Die SPD-Fraktion hat sich über Europas Berufsarmeen informiert. An der Wehrpflicht will sie festhalten – noch

Von Jost Müller-Neuhof

und Robert von Rimscha

Die Wehrpflicht bleibt. Peter Struck hat es am Donnerstag einmal mehr bekräftigt, und man hat den Eindruck, die Hauptaufgabe des Verteidigungsministers ist es heutzutage, die Wehrpflicht zu verteidigen. Anlass war ein Auftritt des Chefs seines Planungsstabes, Franz Borkenhagen, vor der Arbeitsgruppe Sicherheitspolitik der SPD-Bundestagsfraktion. Borkenhagen hatte dort am Mittwoch über die Erfahrungen der Länder berichtet, die eine Berufsarmee eingeführt haben. Sein Fazit, hieß es anschließend in einer Zeitung, sei positiv gewesen. Deutet sich eine Wende in der Verteidigungspolitik an?

Keineswegs, sagt Rainer Arnold, der der Arbeitsgruppe vorsitzt. Borkenhagen habe vor allem über Vor- und Nachteile referiert und dann, wie auch das Ministerium bestätigte, ein ablehnendes Fazit gezogen. Eine Berufsarmee sei eindeutig zu teuer, sagte ein Sprecher Strucks, schon dies erledige alle Argumente für eine Umstellung.

Auch andere Zuhörer haben Borkenhagen nicht in diesem Sinne verstanden. Karin Evers-Meyer sieht den Vortrag ganz auf Regierungslinie. In den kommenen Wochen, da ist sie sich sicher, würde auch die SPD ihre Position deutlicher machen. „Man kann nicht sagen, dass eine Berufsarmee nicht funktioniert. Aber sie hat ihren Preis“, sagt die Abgeordnete. Und den will sie nicht bezahlen: „Mir kommt die Diskussion langsam abwegig vor.“

Allerdings ist sie damit kaum beendet, im Gegenteil. Der Generalinspekteur der Bundeswehr, Wolfgang Schneiderhan, hat sich in der „Sächsischen Zeitung“ für eine allgemeine Dienstpflicht von Frauen und Männern ausgesprochen, wenngleich er an der Wehrpflicht festhalten will. Gerechtigkeit sei keine „allein männliche Angelegenheit“. Auch in der SPD-Fraktion geht es bei diesem Thema vor allem um Gerechtigkeit gegenüber der jungen Leuten. „Es muss gerecht zugehen“, fordert Evers-Meyer.

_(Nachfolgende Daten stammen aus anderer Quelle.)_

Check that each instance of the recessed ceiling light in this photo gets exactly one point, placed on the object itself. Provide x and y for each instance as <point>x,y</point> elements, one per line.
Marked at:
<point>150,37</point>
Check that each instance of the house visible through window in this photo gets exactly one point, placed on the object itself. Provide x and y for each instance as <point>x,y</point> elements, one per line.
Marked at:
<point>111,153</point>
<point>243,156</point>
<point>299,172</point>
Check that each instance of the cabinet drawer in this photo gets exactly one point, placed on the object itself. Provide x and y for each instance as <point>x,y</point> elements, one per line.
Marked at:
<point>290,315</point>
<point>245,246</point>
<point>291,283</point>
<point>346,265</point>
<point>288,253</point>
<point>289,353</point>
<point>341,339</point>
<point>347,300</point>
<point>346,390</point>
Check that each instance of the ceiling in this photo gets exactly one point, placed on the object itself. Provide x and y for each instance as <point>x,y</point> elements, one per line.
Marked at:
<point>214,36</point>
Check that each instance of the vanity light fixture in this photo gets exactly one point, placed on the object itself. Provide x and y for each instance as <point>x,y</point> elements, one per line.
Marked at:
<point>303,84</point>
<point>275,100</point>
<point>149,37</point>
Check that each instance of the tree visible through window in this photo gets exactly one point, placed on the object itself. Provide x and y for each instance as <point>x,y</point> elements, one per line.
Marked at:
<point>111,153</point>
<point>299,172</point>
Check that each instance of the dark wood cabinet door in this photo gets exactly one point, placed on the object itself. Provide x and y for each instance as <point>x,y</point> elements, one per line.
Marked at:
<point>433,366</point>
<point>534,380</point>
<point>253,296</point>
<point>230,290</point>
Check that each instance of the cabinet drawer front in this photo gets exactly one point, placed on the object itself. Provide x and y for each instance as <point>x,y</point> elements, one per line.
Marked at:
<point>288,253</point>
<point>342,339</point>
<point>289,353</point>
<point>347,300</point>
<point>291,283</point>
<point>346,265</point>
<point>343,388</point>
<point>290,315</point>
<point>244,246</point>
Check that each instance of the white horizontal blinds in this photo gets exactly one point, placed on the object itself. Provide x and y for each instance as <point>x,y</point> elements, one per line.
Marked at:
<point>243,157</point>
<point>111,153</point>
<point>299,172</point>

So einig, wie sich die SPD-Fraktion in dieser Frage gibt, ist sie jedoch nicht, und die Opposition ist bemüht, die Kluft zu vergrößern. Der Sicherheitspolitiker in der FDP Fraktion, Günther Nolting, hatte deshalb ein taktisches Lob für den Vorgang übrig und freute sich über „die ersten zaghaften Schritte der SPD auf ihrem Erkenntnispfad zur Aussetzung der Wehrpflicht“. Natürlich würden die Liberalen die Sozialdemokraten nie loben, ohne die Liebespfeile zuvor in Gift zu tauchen: Es bleibe „unerfreulich“, dass mit Borkenhagen ein Mann aus dem Ministerium die Erkenntnis der Realität einleite – und niemand aus der SPD-Fraktion. Die Wehrpflicht erweise sich mehr und mehr als Hemmschuh bei der Transformation der Bundeswehr. „Der Tanker SPD muss sich bewegen“, meint Nolting. Dem außerdem Gedankenspiele nicht passen, nun eine allgemeine Dienstpflicht einzuführen. Die sei falsch, rechtlich nicht umsetzbar, ein „neues Bürokratie-Monstrum“ und eine unnütze Verpulverung von Steuergeld.